The University of Texas at Austin website lists 55 community colleges or community college districts in Texas. Just six of those districts have nondiscrimination policies that specifically include sexual orientation.

In addition to DCCCD and San Jacinto College, Tarrant County College, Austin Community College, Houston Community College and Lone Star College System in North Harris and Montgomery Counties north of Houston offer protection based on sexual orientation.

Collin County Gay and Lesbian Alliance has approached Collin County Community College in the past about adding LGBT protections to its nondiscrimination policy, but the school has not done so.

With the growing LGBT population in the suburbs north of Dallas, McDonnell thought that school would be one of the next to add protections.

Other two-year schools in the area include Corsicana-based Navarro College with campuses in Waxahachie and Midlothian and Gainesville-based North Central Texas College with campuses in Flower Mound and Corinth. Neither has policies specifically protecting LGBT students, faculty and staff.

Among its student activities, Navarro College lists P.R.I.S.M. (GSA). That gay-straight alliance group formed last year. The listing links to no additional web page. With its active LGBT student group, McDonnell thought Navarro College might be among the next schools approached to add protections.

Out at Collin is an LGBT group at CCCC and under that organization’s membership requirements, a nondiscrimination policy includes sexual orientation and gender identity.

That is the only student group that does include such a policy, however.

Although the CCCC listing links to a page, the words gay, lesbian, bisexual and transgender are not found on there. Only goals of the group, such as “Empower the misunderstood and give a voice to the under-represented” and “Bring awareness and dispel stereotypes to the larger community” are listed.

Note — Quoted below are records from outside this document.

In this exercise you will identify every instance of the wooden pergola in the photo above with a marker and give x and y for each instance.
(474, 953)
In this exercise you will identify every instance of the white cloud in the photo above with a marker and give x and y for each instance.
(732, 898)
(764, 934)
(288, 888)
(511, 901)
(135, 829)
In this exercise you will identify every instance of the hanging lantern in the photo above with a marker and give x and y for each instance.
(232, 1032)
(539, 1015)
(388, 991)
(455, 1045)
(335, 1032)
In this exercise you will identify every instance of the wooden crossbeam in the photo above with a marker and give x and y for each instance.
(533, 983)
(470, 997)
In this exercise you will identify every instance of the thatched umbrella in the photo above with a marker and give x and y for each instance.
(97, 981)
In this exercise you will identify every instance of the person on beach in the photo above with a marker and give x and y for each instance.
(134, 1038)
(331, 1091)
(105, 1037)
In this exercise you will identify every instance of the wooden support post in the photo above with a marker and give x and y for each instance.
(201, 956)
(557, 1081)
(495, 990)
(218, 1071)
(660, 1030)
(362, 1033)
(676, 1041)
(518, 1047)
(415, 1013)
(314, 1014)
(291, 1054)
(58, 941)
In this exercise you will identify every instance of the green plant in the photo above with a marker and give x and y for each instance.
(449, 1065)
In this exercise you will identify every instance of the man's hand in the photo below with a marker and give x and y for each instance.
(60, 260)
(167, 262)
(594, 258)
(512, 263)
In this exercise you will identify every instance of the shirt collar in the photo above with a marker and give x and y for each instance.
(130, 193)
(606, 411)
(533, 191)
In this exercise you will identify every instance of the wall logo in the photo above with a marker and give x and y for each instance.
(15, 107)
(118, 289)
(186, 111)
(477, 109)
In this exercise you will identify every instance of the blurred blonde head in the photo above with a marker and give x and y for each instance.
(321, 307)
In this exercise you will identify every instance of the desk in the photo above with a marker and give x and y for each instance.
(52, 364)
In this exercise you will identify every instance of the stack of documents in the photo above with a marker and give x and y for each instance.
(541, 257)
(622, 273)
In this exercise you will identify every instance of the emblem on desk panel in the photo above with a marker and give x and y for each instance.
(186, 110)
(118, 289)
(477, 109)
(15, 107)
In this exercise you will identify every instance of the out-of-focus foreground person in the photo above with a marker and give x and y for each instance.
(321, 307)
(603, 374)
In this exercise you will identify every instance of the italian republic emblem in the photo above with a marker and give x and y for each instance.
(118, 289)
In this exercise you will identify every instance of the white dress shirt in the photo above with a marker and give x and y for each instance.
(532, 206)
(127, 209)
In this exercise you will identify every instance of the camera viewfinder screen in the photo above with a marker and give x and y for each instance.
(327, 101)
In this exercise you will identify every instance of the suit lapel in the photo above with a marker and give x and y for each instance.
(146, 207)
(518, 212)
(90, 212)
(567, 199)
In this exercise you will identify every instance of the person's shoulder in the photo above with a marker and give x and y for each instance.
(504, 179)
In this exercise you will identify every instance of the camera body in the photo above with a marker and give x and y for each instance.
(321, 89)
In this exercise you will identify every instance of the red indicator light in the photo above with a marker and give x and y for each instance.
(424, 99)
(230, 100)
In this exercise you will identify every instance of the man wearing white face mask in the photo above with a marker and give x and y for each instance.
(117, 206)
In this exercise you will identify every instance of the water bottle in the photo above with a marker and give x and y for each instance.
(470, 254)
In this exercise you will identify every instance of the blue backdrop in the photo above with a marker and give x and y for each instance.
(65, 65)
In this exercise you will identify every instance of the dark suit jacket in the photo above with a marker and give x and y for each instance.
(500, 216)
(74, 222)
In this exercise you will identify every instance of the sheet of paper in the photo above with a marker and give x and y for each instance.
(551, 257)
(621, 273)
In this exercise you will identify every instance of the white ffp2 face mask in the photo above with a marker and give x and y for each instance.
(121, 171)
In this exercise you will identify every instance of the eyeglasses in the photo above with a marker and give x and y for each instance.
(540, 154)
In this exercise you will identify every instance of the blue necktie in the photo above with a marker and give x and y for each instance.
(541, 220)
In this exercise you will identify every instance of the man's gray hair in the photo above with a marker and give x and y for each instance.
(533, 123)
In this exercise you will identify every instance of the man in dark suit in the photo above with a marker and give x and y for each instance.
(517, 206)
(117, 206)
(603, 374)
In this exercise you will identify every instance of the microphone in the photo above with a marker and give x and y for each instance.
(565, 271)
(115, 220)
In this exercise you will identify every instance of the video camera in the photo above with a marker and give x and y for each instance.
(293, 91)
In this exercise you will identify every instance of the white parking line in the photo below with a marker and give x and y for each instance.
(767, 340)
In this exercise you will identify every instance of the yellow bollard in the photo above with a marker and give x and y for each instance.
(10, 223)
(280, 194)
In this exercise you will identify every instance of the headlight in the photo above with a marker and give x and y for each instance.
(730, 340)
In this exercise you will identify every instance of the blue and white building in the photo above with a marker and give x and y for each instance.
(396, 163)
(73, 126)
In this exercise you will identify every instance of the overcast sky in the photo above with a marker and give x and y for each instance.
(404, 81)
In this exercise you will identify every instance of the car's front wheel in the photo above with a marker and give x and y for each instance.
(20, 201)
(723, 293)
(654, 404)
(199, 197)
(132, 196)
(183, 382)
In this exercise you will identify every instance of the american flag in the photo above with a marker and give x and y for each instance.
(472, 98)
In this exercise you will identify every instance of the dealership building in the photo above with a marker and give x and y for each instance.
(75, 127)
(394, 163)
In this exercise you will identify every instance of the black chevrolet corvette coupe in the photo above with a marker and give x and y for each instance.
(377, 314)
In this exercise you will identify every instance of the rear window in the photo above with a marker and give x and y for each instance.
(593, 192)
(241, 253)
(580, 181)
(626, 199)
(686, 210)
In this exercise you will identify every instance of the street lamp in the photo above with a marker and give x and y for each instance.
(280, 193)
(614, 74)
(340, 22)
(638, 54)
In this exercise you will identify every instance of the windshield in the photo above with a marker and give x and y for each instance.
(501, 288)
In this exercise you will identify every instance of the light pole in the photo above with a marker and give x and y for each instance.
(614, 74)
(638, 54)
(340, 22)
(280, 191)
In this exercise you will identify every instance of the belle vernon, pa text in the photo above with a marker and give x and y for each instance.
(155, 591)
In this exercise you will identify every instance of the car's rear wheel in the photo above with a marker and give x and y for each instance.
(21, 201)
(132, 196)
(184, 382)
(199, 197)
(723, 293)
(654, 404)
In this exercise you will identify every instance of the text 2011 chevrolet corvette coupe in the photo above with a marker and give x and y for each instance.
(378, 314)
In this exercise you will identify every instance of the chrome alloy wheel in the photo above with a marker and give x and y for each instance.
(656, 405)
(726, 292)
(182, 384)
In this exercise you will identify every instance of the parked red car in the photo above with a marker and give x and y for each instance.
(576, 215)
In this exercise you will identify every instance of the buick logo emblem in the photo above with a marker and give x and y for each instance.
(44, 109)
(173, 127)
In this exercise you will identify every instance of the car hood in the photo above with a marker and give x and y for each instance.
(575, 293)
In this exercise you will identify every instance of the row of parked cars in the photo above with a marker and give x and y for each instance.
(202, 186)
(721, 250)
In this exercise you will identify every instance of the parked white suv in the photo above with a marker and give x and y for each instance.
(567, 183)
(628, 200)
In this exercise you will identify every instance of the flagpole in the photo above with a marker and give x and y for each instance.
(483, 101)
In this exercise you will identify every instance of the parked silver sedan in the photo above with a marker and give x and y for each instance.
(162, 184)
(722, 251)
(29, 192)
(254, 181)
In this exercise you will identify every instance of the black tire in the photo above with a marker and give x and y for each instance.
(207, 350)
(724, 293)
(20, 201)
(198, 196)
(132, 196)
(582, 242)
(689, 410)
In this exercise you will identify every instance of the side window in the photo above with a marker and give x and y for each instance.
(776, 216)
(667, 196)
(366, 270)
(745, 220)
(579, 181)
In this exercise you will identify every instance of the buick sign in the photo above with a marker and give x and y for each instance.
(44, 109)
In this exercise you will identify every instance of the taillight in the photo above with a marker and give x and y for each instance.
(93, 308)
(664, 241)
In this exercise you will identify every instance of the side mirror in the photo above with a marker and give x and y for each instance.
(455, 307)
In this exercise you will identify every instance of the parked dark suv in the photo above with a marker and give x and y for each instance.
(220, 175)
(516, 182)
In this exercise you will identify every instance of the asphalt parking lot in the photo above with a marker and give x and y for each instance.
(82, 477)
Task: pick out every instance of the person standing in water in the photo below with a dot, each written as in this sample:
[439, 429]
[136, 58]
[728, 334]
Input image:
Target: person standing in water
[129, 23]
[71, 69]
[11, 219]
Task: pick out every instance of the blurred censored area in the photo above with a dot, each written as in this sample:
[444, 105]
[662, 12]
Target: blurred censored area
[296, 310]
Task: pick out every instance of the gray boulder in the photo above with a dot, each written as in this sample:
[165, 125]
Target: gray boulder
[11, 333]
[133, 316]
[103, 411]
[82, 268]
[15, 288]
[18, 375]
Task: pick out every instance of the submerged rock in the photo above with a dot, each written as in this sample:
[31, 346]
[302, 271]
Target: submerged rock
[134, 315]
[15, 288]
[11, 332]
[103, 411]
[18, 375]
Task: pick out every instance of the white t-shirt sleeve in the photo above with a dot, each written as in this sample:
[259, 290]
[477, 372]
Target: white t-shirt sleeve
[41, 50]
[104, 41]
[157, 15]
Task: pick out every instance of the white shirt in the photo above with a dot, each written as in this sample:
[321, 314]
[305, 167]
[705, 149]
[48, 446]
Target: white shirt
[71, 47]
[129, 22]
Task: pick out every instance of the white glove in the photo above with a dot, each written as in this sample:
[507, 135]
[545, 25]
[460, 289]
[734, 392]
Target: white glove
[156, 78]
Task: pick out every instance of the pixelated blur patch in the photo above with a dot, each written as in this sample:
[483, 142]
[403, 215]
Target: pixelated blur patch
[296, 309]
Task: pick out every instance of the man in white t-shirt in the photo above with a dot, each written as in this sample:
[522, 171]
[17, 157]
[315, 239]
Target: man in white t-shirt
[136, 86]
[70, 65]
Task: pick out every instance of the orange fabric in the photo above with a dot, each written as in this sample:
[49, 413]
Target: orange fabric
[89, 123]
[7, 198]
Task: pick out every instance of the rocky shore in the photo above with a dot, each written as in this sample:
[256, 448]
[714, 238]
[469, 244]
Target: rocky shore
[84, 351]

NCTC has fewer student activities than the other area colleges and lists no organized LGBT group. But most of the 13 “Official Student Organizations” listed on the Corinth and

Flower Mound campuses are curriculum-related. The only social groups are Christians In Action and Latino Leadership Council.

Although a written nondiscrimination policy doesn’t insure equal treatment, it does give an employee or student some recourse.

Protections in the Tarrant County College policies were added after instructor Jackie Gill was fired because of her perceived sexual orientation. She filed a lawsuit against the school on Sept. 7. Lambda Legal is representing her in the case.

Lambda Legal staff attorney Ken Upton said that the school has retained an attorney and has another month to answer the charges. He said that they will have 90 days to six months to do discovery.

“Then I suspect they’ll order alternative dispute resolution,” he said, meaning mediation or arbitration.

Upton said Gill’s case is interesting because she was fired before TCC had sexual orientation in its nondiscrimination policy.

He said the school would have to show that they have a legitimate reason to dismiss faculty based on their sexual orientation. But if they did have a legitimate reason, why would they have added the category to their nondiscrimination policy?

“Private companies have great policies that are not enforceable in court,” Upton said. But a government agency that has a nondiscrimination policy covering sexual orientation would have to show a compelling interest to fire gays and lesbians.

Despite her treatment by one faculty member, Gill “wants to teach and she loves the school,” Upton said. “They have five campuses and they have a demand. They’re looking for instructors.”

This article appeared in the Dallas Voice print edition October 7, 2011.